そう話を終えますと、彼はふうぅと長く息をつきました。

「やっぱり俺がいなくなっても馬鹿やってたんだな、安心した。」

「何でこんな話を聞いて安心できるんだい。」

「これを皮肉っていうんだよ。よく覚えときな。」

へえ、と頷きますと、どうにも視界に異変が起きました。

何と、僕の手や足元が透けているのです。

「これはどういうことだい。」

「そろそろ帰れるってことだ。良かったじゃないか。」

まだ優希とどう向き合うべきかもわかっていないのに、何故帰らなくてはならないのでしょう。

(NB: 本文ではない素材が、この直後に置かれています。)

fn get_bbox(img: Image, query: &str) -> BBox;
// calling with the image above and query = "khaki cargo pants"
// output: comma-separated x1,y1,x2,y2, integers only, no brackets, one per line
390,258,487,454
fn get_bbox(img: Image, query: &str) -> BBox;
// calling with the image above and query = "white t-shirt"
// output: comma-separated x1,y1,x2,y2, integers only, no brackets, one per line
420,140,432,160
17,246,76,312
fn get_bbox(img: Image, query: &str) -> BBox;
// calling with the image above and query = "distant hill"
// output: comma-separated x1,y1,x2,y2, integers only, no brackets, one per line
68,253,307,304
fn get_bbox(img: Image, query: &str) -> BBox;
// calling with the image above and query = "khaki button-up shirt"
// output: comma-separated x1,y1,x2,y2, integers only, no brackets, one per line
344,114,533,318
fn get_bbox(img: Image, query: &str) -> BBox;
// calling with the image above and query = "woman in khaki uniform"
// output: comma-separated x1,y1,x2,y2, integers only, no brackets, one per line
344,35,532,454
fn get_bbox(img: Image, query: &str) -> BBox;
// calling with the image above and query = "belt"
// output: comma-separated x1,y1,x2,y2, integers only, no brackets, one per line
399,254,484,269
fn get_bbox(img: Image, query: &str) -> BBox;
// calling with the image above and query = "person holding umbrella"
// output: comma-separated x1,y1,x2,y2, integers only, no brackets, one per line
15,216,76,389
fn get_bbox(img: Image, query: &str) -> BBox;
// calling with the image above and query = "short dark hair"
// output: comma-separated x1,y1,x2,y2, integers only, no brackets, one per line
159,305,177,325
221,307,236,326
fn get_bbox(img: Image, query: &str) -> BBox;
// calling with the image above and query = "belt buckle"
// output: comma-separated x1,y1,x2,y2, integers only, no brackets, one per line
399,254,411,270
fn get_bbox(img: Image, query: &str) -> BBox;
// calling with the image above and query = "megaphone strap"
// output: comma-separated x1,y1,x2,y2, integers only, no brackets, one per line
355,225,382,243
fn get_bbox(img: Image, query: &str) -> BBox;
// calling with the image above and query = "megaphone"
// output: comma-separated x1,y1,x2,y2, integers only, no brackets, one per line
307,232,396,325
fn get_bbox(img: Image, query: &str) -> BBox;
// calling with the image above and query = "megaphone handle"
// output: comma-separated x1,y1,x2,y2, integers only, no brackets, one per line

そんな思いを無視して、透明な部分はどんどん増えていきます。

「じゃあな。爺になったら顔見せに来いよ。」


気がつくと、霧の立ち込めた真っ黒な部屋の中にぽつんと立っていました。

暫く呆然としていましたが、何かに会えないかと歩き出しました。

と、霧の奥に誰か少年が座り込んでいました。

(違う。あれは小さな頃の僕だ。)

恐る恐る近づいて見ますと、彼は泣いているようでした。

「僕。どうしたの。」

「……ぼく、またおとうさんおこらせちゃった。」

(そうだ。あの時はただひたすらに、怖かったんだ。)

彼は少し大きくなり、小学校低学年ほどへとなりました。

「それから、学校でわる口言われたりしたんだ。」

(何で感情がないのか、この頃から自分のことを責めるようになったんだよね。)

また彼は大きくなり、数か月ほど前の姿に変化しました。

「後、親友が死んじゃった。」

(悲しかったよな。感情が戻ってくるかもって、期待してたんだよな。)

そして彼は、今の僕と鏡写しになりました。

「親友を……親友を、傷つけちゃった、ふたりとも。」

(何で止めてあげられなかったのか、無力感に失望しちゃったよね。)

と、彼はまた小さな頃の僕になり、僕に抱きつきました。

「ぼく、ぼくはただ、あい、あいされた、かっただけでっ……!」

嗚咽を漏らして泣くあの頃の僕は、僕の感じる思いを小さな身体で受け止めていました。

僕は申し訳なさでいっぱいになり、僕を抱きしめ返しました。

それから、とうとう初めて泣きました。

「ごめんね。僕はあの頃の僕に、こんなに背負わせてしまったんだね。大丈夫。これからは僕、逃げないから。もう抱え込まなくて良いんだよ。これからは僕の一部になるんだから。」

僕と僕はいつまでも、抱き合っていました。

二人の僕を包みこんでいた一番大きな幻灯は、いよいよ小さくなりはじめました。